Things that caught our eye

Remembering and Forgetting in the Digital Age: Are Machines taking over those tasks for us?

6 Oct , 2014  | by:

Over the past year and a bit I’ve been looking at how the digitalization of information and – well – many other things are affecting how we, companies or the government remember and forget things and how law should react to this in order to ensure the right amount of information is remembered respectively forgotten. Not an easy task, as many different perspectives and interests are involved.

In 2011 Sparrow et al. wrote an interesting piece on how Google effects our memory, stating that over time we have started to forget the exact information but nonetheless still remember where that information can be found. Now to me that doesn’t seem to big of an issue, that way I think we can maybe even remember more than in the past, focussing on the more important information and leaving the rest aside. It let’s us prioritize. And prioritization has become an important asset, as we are subject to more and more information noise as technology evolves. Last week, on the other hand, Nick Rome wrote a piece asking: “Is Google making Students stupid?” (referring to another article: “Is Google making Us stupid?”). There has been a lot of talk about that and most of the time I – having grown up before Google was omnipresent in our lives – cannot imagine that Google and other machines and technology have such a huge impact on how we learn, remember and retrieve information. However, Rome quotes:

“All of this has unmistakable implications for the use of technology in classrooms: When do technologies free students to think about more interesting and complex questions, and when do they erode the very cognitive capacities they are meant to enhance? The effect of ubiquitous spell check and AutoCorrect software is a revealing example. Psychologists studying the formation of memories have found that the act of generating a word in your mind strengthens your capacity to remember it. When a computer automatically corrects a spelling mistake or offers a drop-down menu of options, we’re no longer forced to generate the correct spelling in our minds.”

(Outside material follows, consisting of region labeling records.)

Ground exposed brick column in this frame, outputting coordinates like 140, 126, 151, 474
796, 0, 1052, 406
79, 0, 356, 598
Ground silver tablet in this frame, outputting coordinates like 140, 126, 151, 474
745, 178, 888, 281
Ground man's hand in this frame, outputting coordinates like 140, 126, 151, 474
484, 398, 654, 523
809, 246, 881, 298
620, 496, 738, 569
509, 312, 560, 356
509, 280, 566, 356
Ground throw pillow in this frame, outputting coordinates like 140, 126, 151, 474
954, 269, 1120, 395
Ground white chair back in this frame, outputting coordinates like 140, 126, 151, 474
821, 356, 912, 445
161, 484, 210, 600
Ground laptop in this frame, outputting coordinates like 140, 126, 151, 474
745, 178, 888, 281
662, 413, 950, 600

On the other side, we have Facebook and other Sites filtering the information we see when we are online, choosing the perspective we take on life for us. They are deciding for us what is important to know what isn’t. These facts are definitely worrying, but the question is how do we change this while ensuring the usage of Google and Co. at the same time? If indeed this is affecting us as much as we think, we must ensure that kids and everyone else switch off technology for a while and remembers or start to learn the basics in life again. As Darwin said, after all it is about the survival of the fittest.